Les consommateurs de l’essence et du gas-oil sont désormais obligés de conjuguer avec la fluctuation des cours mondiaux du pétrole brut et la fin des subventions par l’Etat de ces deux produits.

Depuis le 2 décembre 2017, le prix de l’essence a une nouvelle fois été revu à la hausse. Il a, pour la première fois, dépassé le seuil de 600 FCFA le litre, pour s’établir à 605 FCFA à la pompe.

Selon une source proche du ministère du Pétrole et des hydrocarbures, cette situation est en partie due à la décision gouvernementale indiquant la fin des subventions de l’essence et du gas-oil depuis 2015, sur injonction du Fonds monétaire international et de la Banque mondiale.

Et depuis février 2016, la mise en œuvre de cette décision est effective. Désormais, les prix de ces produits pétroliers à la pompe, sont indexés sur les cours mondiaux du pétrole brut et soumis à une libéralisation automatique.

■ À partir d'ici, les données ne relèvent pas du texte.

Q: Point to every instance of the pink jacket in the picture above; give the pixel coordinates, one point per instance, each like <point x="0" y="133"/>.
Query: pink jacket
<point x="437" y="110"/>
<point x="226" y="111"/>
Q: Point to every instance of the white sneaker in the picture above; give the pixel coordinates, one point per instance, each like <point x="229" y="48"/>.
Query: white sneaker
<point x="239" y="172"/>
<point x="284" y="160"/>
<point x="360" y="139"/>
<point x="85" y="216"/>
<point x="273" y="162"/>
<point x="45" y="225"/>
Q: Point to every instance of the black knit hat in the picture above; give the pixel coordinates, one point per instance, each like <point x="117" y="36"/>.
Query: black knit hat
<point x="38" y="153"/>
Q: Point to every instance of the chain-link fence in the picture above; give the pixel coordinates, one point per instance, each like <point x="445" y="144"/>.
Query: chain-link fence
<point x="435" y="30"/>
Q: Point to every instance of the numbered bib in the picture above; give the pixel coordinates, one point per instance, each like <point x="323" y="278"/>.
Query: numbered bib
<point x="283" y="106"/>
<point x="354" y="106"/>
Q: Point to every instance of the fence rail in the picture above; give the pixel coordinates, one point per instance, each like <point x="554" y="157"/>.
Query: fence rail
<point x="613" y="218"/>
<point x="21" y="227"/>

Pour rappel, pour stabiliser les prix de ces produits à la pompe, le gouvernement était contraint de débourser une enveloppe budgétaire avoisinant les 200 milliards FCFA chaque année. Par ailleurs, seules les subventions relatives au pétrole lampant et au gaz butane avaient été maintenues, compte tenu de leur impact social.

De l’avis d’un expert du ministère du Pétrole et des hydrocarbures, les consommateurs ne sont visiblement pas au bout de leurs peines. Car, explique-t-il à la presse locale, « Si les cours du baril de pétrole flambent à nouveau sur le marché international, les consommateurs gabonais pourraient acheter le litre d’essence à 1 200 FCFA ».

Et de conclure : « c’est une logique induite par l’indexation des prix à la pompe au cours du baril de pétrole. C’est ce que vivent les pays occidentaux depuis des années ».